Assessment of the functional impact of cognitive deficits
One of the main challenges with cognitive remediation programmes is getting the effects to generalise beyond the exercises and drills to ‘real-world’ outcomes such as the capacity for effective work or studying (Wykes & Huddy, 2009). There is some evidence that generalised benefits will be enhanced when cognitive remediation is provided in conjunction with interventions that target the achievement of meaningful life goals such as vocational rehabilitation (Bell et al., 2008). Hence, an important part of the assessment process will be identifying behavioural outcomes that will be meaningful in the everyday life of the person with schizophrenia. This may be done informally by discussing the goals that the person wants to achieve when they have completed the remediation program or via the use of structured assessments that identify areas of functional strength and weakness.

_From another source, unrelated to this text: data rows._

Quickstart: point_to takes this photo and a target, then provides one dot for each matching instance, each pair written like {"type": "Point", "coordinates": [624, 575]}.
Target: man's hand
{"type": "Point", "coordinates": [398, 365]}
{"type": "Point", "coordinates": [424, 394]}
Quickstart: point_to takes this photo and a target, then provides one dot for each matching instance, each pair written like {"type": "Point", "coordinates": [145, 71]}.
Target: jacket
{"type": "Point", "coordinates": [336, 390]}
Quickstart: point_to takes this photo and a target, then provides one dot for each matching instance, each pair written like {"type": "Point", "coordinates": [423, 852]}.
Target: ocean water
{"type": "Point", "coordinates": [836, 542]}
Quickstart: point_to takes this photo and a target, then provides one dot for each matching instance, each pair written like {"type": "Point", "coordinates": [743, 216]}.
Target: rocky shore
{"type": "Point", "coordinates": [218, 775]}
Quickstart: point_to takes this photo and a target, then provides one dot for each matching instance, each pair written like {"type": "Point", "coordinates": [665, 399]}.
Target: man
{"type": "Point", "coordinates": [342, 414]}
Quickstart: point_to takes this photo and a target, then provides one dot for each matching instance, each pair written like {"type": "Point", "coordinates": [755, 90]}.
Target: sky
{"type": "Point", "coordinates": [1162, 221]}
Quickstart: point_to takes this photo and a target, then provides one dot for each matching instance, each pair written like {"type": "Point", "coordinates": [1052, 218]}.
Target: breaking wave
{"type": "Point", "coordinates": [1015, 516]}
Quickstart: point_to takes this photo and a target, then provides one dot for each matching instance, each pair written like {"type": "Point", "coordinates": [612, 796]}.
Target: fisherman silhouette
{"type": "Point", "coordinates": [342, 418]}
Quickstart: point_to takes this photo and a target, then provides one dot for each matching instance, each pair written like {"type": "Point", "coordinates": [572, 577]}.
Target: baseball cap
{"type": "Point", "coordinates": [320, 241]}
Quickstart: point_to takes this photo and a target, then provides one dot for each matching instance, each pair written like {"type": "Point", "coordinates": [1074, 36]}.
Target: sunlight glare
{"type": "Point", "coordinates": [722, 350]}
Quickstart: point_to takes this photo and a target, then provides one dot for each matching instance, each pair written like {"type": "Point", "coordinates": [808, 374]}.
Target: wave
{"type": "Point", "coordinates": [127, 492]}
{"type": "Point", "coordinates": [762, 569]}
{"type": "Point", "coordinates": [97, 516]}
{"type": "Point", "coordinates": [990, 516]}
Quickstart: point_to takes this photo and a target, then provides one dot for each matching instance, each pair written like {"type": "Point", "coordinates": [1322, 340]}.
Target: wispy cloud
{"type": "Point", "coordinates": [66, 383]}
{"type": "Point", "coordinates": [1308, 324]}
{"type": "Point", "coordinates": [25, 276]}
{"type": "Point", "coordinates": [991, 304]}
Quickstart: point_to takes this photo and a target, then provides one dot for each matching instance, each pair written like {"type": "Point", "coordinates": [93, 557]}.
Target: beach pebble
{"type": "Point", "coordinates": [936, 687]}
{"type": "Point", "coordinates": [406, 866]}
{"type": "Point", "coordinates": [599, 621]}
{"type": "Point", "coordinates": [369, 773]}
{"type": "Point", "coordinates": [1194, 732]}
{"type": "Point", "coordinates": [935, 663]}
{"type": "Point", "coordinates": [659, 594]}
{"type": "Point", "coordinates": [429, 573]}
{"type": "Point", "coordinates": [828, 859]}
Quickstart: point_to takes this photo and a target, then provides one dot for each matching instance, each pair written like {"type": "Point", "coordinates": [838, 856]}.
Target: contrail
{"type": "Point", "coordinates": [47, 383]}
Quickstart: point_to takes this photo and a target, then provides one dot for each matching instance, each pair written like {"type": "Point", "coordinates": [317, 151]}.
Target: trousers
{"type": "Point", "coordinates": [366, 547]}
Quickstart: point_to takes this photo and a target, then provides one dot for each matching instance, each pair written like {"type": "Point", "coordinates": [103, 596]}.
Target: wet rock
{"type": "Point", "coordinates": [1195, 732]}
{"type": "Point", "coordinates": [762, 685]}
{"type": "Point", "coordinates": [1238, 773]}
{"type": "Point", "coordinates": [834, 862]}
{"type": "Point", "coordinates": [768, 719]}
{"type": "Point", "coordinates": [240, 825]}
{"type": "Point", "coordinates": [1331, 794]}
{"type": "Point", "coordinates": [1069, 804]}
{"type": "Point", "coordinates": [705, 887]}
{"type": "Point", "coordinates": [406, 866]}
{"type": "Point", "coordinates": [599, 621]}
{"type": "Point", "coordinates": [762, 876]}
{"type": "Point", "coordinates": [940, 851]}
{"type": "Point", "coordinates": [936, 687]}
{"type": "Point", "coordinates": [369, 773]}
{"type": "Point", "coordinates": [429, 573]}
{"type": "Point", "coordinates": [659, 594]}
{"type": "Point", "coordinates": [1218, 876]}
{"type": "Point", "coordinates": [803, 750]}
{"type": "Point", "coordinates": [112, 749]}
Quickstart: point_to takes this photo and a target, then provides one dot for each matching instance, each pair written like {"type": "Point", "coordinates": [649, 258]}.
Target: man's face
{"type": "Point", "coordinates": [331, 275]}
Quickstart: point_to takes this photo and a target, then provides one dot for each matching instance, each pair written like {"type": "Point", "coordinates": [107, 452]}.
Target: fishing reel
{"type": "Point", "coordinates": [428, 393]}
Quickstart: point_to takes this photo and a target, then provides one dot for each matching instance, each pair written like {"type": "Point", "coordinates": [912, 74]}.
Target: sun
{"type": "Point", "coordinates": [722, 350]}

One simple strategy for determining the general impact of cognitive deficits on daily functioning is to scrutinise the responses to items on the CGI-CogS and SCoRS described above. Other options that are freely available in the published literature include the five-item Patient Perception of Functioning Scale (Ehmann et al., 2007) and the 14-item Life Functioning Questionnaire (Altshuler et al., 2002). However, a number of scales have now been subject to expert review to determine their suitability for measuring ‘real-world’ functioning in people with schizophrenia (Leifker et al., 2011). Leifker et al.’s study refined an initial pool of 59 measures down to four scales that are currently the most strongly endorsed by expert clinical practitioners and researchers. Two are hybrid measures that assess both everyday living skills and social functioning: the Heinrichs-Carpenter Quality of Life Scale (Heinrichs et al., 1984) and the Specific Levels of Functioning Scale (SLOF; Schneider & Struening, 1983). The other two measures that received strong expert endorsement are primarily measures of social functioning: the Social Functioning Scale (Birchwood et al., 1990) and the Social Behaviour Schedule (Wykes & Sturt, 1986). All of these measures can be administered by trained mental health professionals and provide comprehensive everyday functioning data that complement information about cognitive deficits obtained from formal neuropsychological testing.